Obligate resprouting, obligate seeding, and facultative seeding shrub species in California’s Mediterranean-type climate region
Data files
Jun 30, 2023 version files 151.46 MB
Abstract
Mediterranean-climate region (MCR) shrublands have evolved a set of regeneration strategies in response to periodic, high-intensity wildfires: obligate seeding (OS), obligate resprouting (OR), and facultative seeding (FS) species. Spatial variation is seen in different regeneration strategies. In California, previous studies have found a higher abundance of OR species in mesic environments and OS species in xeric environments (Meentenmeyer et al. 2001). To date, however, data on their spatial distribution at a regional scale in California is limited and presents a significant information gap for resource managers of shrub-dominated landscapes. We developed a multinomial model using temporally dynamic and static variables to predict the distribution of the three shrub post-fire regeneration strategies, plus trees and herbs, in southern California. Cross-validation showed 50% of the predicted values for each of the five plant groups were within 8–24 percent of the actual value (Underwood et al. 2023). Spatial data for OS, OR, and FS provide an important contribution to resource management to help quantify carbon storage of shrublands and prioritize areas for post-fire restoration.
Methods
Our study area consists of shrublands within a 31,069 km2 (7,677,317 acres) footprint that encompasses all 36 Level IV ecoregions (Omernik and Griffith, 2014) that overlap with the Angeles, Cleveland, Los Padres, and San Bernardino National Forests in southern California, USA (Figure 1). Vegetation types in the study region are dominated by shrubland (62%), grassland (16%), broadleaf woodland (8%), and conifer and mixed conifer-broadleaf forests (8%). The predominant shrublands communities (following Wildlife Habitat Relations classification, Barbour et al., 2007; https://wildlife.ca.gov/Data/CWHR/Wildlife-Habitats [CWHR]) are: mixed chaparral (29%; dominated by scrub oak [Quercus berberidifolia], various species of Ceanothus and manzanita [Arctostaphylos], and other mostly resprouting shrub species); sage scrub (12%; dominated by California sagebrush [Artemisia californica], purple sage [Salvia leucophylla], black sage [Salvia mellifera], and California buckwheat [Eriogonum fasiculatum]); and chamise/redshank chaparral (6%; dominated by chamise [Adenostoma fasciculatum] and/or redshank [Adenostoma sparsifolium]).

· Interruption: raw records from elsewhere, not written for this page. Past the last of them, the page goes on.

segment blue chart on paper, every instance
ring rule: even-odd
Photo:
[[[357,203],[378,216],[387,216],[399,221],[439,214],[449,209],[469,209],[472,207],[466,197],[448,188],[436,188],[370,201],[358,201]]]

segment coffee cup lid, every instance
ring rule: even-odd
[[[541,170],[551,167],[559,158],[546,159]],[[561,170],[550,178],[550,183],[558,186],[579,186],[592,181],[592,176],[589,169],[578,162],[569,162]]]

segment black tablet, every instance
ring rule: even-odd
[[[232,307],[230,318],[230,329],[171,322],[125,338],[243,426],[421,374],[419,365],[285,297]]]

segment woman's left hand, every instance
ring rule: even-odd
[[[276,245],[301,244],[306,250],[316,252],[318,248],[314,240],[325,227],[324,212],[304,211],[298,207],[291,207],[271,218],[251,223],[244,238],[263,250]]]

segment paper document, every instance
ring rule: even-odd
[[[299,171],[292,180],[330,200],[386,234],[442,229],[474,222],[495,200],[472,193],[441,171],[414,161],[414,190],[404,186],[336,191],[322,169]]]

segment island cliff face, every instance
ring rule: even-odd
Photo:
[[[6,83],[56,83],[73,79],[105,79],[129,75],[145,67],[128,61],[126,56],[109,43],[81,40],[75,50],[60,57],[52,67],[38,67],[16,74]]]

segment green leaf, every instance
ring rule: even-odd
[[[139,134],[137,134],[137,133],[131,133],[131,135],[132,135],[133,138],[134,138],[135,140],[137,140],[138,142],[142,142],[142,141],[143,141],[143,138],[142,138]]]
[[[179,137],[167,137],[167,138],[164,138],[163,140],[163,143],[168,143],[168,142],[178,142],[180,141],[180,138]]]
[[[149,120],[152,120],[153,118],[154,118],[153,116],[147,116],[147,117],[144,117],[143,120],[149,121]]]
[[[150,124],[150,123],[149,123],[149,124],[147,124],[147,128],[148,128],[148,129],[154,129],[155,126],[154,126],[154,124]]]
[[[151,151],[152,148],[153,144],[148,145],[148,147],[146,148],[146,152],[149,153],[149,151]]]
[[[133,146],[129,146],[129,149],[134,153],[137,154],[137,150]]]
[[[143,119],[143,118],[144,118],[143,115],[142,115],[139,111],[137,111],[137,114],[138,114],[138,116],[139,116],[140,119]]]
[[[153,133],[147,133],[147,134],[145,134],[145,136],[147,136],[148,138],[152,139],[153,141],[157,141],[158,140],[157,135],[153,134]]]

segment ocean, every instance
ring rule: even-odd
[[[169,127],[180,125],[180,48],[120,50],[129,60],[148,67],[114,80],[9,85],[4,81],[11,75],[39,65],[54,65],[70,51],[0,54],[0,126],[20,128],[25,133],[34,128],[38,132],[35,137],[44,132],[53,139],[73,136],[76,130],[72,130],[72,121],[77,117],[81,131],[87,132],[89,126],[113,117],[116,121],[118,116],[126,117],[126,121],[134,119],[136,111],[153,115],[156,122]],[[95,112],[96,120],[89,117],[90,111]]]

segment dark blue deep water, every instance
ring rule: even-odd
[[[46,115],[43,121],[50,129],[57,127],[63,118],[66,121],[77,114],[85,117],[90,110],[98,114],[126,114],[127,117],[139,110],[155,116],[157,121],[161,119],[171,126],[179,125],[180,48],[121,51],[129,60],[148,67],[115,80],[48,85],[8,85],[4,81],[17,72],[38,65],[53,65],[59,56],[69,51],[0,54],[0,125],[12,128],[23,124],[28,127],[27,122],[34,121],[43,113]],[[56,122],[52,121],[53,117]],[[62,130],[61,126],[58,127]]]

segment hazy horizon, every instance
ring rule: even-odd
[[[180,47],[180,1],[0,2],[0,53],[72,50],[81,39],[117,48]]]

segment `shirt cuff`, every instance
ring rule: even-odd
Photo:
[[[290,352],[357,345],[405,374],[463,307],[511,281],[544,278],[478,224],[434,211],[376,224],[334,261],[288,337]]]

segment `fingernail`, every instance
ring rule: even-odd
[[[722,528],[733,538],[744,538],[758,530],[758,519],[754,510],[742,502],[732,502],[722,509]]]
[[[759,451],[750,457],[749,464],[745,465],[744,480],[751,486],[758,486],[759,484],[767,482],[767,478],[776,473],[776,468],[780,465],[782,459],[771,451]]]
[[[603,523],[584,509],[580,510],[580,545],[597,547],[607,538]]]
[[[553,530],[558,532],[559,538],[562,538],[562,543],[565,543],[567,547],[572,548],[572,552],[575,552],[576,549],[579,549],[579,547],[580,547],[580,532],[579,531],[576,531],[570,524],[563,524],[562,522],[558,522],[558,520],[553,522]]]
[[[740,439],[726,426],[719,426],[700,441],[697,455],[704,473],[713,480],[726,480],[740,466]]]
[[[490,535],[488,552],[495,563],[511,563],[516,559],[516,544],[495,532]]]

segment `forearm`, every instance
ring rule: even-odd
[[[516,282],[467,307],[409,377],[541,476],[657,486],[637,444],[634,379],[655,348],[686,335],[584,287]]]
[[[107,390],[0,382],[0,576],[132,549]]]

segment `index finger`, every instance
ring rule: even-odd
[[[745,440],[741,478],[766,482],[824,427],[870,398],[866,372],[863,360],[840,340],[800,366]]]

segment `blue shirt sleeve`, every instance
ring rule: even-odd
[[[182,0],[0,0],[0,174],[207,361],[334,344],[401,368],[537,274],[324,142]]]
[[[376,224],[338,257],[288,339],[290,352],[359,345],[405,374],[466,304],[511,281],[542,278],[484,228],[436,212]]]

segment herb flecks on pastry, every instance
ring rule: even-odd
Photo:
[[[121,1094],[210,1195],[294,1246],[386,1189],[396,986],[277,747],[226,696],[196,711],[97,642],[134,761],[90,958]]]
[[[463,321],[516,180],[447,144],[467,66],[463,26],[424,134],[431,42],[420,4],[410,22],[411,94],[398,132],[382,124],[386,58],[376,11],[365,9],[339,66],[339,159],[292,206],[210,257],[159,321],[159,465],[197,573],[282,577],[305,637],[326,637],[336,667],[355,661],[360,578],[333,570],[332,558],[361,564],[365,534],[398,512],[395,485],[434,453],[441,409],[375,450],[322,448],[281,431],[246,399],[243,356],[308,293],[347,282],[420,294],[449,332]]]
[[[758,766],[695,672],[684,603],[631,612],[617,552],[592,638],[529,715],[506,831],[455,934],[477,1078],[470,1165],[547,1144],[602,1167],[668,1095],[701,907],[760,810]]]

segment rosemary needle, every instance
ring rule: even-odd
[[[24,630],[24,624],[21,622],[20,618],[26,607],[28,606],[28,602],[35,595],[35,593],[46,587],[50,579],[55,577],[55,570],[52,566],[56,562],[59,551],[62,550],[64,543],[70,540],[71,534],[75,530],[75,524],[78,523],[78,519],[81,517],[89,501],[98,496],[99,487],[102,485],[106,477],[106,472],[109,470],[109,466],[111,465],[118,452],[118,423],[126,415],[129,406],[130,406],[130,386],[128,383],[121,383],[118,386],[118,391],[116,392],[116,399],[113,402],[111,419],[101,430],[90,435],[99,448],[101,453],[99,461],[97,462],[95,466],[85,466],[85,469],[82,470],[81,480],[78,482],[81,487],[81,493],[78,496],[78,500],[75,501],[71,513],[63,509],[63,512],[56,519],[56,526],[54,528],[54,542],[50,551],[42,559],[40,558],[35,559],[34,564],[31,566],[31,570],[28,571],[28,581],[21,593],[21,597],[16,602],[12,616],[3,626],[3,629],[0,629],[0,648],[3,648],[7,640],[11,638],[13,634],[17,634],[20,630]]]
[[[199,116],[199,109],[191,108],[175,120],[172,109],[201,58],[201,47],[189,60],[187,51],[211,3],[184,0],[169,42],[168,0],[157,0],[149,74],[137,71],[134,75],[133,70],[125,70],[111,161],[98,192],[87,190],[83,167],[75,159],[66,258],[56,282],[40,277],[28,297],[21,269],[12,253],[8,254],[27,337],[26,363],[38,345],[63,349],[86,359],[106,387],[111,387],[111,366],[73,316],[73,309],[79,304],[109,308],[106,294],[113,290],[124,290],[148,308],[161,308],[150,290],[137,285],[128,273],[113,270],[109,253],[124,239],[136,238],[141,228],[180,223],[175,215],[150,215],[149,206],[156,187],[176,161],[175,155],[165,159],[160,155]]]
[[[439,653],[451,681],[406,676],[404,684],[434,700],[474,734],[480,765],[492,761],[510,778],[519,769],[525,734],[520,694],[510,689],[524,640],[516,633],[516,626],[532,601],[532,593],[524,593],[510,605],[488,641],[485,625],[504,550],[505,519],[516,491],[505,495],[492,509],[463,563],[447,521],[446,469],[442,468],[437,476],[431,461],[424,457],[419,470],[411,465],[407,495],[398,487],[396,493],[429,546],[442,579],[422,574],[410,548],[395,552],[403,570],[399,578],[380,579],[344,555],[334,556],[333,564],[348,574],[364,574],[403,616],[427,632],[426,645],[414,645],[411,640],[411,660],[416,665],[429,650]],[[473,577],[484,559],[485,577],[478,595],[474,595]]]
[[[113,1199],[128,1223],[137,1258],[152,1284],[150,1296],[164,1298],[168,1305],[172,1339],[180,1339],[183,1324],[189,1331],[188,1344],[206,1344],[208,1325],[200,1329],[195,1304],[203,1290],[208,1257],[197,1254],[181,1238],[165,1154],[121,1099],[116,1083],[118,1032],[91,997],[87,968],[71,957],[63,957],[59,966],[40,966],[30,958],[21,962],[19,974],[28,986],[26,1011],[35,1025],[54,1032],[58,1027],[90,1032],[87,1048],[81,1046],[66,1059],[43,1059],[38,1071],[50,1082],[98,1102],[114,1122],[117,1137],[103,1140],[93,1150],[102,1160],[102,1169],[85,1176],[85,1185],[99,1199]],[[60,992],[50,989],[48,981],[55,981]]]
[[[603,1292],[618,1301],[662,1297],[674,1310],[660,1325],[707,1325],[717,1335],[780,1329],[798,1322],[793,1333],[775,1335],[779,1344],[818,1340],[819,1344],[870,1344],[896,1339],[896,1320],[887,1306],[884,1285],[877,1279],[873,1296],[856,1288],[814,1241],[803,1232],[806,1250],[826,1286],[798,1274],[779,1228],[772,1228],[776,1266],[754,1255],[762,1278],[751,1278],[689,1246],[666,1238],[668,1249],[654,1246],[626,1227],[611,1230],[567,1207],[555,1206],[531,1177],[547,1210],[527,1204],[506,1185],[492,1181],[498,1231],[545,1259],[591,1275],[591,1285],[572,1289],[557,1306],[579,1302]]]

We analyzed 222 plots from the USDA Forest Service Forest Inventory and Analysis (FIA) program (Burkman, 2005) for which we estimated aboveground biomass using shrub species-specific allometric equations (McGinnis et al., 2010; Wakimoto, 1978) or a generalized shrub-herb biomass equation (Lutes et al., 2006, see Schrader-Patton and Underwood, 2021 for details). We assigned each species in the FIA plots to one of three lifeform categories: shrub, tree or herb (forbs and grasses). Shrub species were further categorized into one of three post-fire regeneration strategies: obligate seeder (OS), facultative seeder (FS), or obligate resprouter (OR) using descriptions of regeneration strategy and life history reported in primary literature and public databases (Gordon and White, 1994; Borchert et al., 2004; CNPS, 2021; FEIS, 2021). For each plot, we calculated the proportion of aboveground live biomass for each of these five plant groups: OS, FS, OR, tree, and herb, by dividing the estimated biomass of each by the summed total biomass across all groups.
To predict the distribution of OS, FS, OR, trees and herbs, we used a multinomial regression model (mnet package and function multinom in R software, R Core Team, 2016; Ripley and Venables, 2021) using: average annual solar radiation, actual evapotranspiration (AET), climate water deficit (CWD), average annual precipitation, the normalized difference vegetation index (NDVI, using the maximum composite value from July to August each year), modeled aboveground biomass (a proxy for productivity), eastness (a measure of continentality and dryness), slope, flow accumulation, soil bulk density, soil clay content, and soil percent carbon (see Table S1). Finally, we included vegetation type from the CWHR classification system from the FVEG vegetation data (FRAP, 2015) and time since last fire from the Fire Return Interval Departure geodatabase (USDA, 2015). We omitted any variables that were strongly correlated (r > 0.55).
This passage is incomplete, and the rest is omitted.